De Kévin Boucaud-Victoire sur Marianne.net :
Covid-19 : "Cette crise sanitaire, qui deviendra économique, risque de marquer une génération"
03/06/2020
Dans Enfants de la déconstruction (éditions Marie B), Jérémie Cornet et Paul Melun décrivent une génération née à "l'abri" des grandes idéologies et confrontés à des défis inédits, comme la mondialisation, la numérisation du monde, la hausse de la précarité ou la crise écologique.
Marianne : Qui sont les "enfants de la déconstruction" ?
Jérémie Cornet et Paul Melun : Les "enfants de la déconstruction" sont une génération, à laquelle nous appartenons, qui a grandi en Occident à la fin des années 1990 et dans les années 2000. Elle incarne ce pont entre un monde de relations directes entre individus et l’entrée du digital dans nos vies. Nous pensons que dresser le portrait des moins de trente ans, les observer, c’est ouvrir une fenêtre sur notre avenir pour les prochaines décennies. Ce sujet est d’autant plus intéressant pour nous que la situation aujourd’hui nous semble particulièrement préoccupante. La déconstruction, école de pensée des années 1960, influence de façon puissante et insidieuse les nouvelles générations, sans que celles-ci n’en aient pleinement conscience.

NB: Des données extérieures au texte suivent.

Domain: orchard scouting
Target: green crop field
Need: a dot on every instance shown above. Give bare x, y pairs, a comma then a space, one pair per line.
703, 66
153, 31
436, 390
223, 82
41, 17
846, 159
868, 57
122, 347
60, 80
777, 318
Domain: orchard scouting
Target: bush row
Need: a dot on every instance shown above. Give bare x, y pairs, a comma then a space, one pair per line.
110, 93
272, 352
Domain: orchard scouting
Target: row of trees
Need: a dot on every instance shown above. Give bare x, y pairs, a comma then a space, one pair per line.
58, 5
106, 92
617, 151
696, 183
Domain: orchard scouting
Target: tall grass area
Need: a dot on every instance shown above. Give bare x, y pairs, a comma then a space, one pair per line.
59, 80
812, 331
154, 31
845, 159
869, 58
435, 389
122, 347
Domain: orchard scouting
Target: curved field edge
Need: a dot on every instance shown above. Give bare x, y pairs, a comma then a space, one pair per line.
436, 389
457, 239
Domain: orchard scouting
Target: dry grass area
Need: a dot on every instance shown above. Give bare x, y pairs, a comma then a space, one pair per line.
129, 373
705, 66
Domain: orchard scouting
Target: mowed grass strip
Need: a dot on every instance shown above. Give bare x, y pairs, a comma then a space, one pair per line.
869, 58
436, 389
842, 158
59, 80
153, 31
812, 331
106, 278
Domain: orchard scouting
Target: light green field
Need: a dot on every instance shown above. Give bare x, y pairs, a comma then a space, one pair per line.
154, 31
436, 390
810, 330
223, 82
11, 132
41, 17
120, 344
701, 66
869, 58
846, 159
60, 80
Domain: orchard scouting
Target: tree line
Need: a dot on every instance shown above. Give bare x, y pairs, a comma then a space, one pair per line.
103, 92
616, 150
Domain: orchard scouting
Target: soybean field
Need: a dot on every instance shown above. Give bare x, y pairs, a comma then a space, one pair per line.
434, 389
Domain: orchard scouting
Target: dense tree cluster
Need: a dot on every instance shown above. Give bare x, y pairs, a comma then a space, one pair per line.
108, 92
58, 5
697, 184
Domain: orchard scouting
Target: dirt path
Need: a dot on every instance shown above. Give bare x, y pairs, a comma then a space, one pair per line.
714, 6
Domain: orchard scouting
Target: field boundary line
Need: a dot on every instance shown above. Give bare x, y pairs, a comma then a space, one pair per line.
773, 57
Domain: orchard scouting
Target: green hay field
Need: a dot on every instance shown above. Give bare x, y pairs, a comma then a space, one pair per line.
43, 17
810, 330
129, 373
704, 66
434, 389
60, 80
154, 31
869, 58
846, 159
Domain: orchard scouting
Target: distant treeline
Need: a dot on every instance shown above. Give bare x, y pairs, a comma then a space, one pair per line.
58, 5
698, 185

A travers ses désirs de liberté et de consommation, d’affranchissement des valeurs morales et de rejet du passé, la jeunesse en France et en Occident s’incarne totalement dans les valeurs Nord-américaines et postmodernistes du siècle dernier. La révolution technologique vient porter l’ultime pierre à cet édifice en consacrant l’individu roi, tourné vers son bon plaisir, comme le nouveau modèle du bonheur. Une ambition tant néfaste qu’impossible à assouvir. Dans le livre, nous déplorons par exemple les malheurs d’une jeunesse admiratrice des vies factices d’influenceurs du web, face auxquels leur quotidien semble si banal, si triste et les nervures psychologiques qui se créent. En effondrant les structures traditionnelles (la famille, la tradition, les religions, la nation…), les penseurs de la déconstruction, ont ouvert une brèche dans laquelle s’est engouffré le marché. Celui-ci a savamment amalgamé la liberté de vivre à la liberté de consommer. Aujourd’hui l’échec du capitalisme mondialisé est patent ; il nous laisse seuls face à une catastrophe écologique et humaine que l’individualisme de notre époque paraît incapable de résoudre.